When Lao Tzu uses the metaphor of illness, he is
referring to a mental capacity, but hardly any kind of real
insanity. He speaks about the ability to be aware of what
you know and what you don't know. They are not easy to
tell apart, again a paradox of the mind.
If you know something, that's fine. You know that
you know it. But you must also know something to know
that you don't know it. Otherwise you can only guess about it.
So, if you know, you can't be completely sure that
you really do. If you don't know, it's most likely that you are
not aware of it, or you would know at least to some
extent. Maybe the truth lies in the great gray zone between the
two extremes, as is so often the case with things in this world.
If you know a little, you may know that it's only a
little of it you know. Then you also know that there's more
to know, and until you do so, there is a lot you don't know.
Still, we are only concerned with quantities. The
quality of knowledge is the extent to which it's true. Every
person experiences often through life, how things that one held
to be true, later prove to be false. This also goes for society
as a whole. What's the truth one day is nothing but
nonsense the next day.
Our knowledge keeps increasing, but our knowledge
of the truth often changes dramatically. What we take
for granted may very well prove to be completely wrong.

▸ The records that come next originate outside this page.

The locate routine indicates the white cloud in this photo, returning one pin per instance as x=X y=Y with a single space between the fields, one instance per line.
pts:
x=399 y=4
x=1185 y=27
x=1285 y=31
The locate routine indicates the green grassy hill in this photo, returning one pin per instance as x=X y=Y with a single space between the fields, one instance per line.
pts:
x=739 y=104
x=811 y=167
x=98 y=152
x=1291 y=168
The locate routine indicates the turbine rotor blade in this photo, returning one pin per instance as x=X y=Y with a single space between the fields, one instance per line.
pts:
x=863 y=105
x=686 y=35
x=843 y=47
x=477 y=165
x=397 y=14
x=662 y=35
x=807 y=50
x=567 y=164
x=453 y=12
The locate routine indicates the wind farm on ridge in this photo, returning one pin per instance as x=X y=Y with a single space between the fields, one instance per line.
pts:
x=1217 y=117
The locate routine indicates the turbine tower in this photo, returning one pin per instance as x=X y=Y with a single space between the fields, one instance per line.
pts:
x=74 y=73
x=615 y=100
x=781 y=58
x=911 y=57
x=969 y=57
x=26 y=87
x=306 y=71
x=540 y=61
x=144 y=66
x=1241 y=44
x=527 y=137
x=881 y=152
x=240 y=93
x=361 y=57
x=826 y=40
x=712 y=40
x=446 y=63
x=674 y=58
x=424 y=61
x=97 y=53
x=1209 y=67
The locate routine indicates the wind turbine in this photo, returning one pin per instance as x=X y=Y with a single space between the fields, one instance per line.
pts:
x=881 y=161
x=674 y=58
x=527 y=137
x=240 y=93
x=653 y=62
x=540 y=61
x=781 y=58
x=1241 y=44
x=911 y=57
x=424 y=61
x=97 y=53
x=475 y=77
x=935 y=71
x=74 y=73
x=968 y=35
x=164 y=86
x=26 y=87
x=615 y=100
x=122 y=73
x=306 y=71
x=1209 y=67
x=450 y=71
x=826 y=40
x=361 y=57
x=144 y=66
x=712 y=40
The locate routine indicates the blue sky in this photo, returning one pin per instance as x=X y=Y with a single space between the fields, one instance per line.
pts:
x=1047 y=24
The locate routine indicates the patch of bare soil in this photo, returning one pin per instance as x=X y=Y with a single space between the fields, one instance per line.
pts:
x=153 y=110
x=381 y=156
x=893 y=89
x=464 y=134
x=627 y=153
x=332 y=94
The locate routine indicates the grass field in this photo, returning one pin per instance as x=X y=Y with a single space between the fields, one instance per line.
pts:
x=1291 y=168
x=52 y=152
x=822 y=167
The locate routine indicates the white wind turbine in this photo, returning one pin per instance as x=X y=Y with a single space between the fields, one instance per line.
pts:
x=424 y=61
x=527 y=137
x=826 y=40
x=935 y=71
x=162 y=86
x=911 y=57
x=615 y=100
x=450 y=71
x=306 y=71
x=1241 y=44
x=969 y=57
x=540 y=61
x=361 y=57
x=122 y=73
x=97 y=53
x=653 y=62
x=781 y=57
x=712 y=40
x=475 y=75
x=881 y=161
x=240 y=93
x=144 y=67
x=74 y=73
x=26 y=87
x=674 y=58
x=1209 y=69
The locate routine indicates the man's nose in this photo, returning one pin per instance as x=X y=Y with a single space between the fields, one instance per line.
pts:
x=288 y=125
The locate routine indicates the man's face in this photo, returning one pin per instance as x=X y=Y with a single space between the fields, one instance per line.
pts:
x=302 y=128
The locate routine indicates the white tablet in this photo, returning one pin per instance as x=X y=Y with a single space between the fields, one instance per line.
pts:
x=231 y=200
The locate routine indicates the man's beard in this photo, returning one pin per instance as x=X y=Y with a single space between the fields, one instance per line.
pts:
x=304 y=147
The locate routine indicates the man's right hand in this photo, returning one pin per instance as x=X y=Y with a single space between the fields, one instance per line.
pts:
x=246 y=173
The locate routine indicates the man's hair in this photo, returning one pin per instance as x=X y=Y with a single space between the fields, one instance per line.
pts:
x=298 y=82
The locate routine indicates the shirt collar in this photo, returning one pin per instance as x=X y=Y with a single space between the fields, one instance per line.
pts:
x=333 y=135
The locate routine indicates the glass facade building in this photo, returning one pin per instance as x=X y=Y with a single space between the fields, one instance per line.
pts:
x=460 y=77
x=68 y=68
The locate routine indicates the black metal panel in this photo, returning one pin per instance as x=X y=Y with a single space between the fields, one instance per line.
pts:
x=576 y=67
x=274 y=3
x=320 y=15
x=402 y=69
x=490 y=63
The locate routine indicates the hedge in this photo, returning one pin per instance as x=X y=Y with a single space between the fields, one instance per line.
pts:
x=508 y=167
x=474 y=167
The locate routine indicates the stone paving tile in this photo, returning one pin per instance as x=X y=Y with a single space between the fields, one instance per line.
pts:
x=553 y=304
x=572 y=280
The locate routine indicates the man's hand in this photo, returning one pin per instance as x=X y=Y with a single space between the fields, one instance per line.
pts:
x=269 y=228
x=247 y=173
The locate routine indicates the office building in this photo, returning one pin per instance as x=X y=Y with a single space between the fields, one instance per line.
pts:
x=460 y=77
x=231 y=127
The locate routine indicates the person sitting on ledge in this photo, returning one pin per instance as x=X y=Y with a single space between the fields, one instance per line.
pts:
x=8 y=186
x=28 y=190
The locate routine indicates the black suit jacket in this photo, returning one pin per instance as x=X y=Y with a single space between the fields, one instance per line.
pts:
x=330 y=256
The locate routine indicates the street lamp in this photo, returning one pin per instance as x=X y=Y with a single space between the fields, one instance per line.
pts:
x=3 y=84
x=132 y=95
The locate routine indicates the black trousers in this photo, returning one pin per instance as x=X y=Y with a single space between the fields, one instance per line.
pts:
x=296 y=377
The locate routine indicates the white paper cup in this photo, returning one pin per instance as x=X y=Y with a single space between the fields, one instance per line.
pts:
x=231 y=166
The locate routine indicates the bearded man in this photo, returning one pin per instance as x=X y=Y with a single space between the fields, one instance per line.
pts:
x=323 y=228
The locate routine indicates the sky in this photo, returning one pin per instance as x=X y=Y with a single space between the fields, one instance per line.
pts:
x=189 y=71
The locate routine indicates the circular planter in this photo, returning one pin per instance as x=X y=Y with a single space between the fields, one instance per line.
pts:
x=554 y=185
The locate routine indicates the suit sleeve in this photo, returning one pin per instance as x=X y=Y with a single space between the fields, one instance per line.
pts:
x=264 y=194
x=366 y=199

The only proper attitude to have towards this is one
of modesty and humility. We must keep in mind that
knowledge is uncertain and truth is elusive. Then we know
that we don't know, and thereby escape the illness.
The uncertainty of knowledge has been discussed
by philosophers since ancient times, in the West as well as
the East. When Descartes stated that "I think, therefore I
am," he pointed out that the only thing I can be sure of is
that there is someone wondering – that someone being me.
Making sure of anything else is not an easy task. Claiming to
be sure of anything else can be quite detrimental.
© Stefan Stenudd.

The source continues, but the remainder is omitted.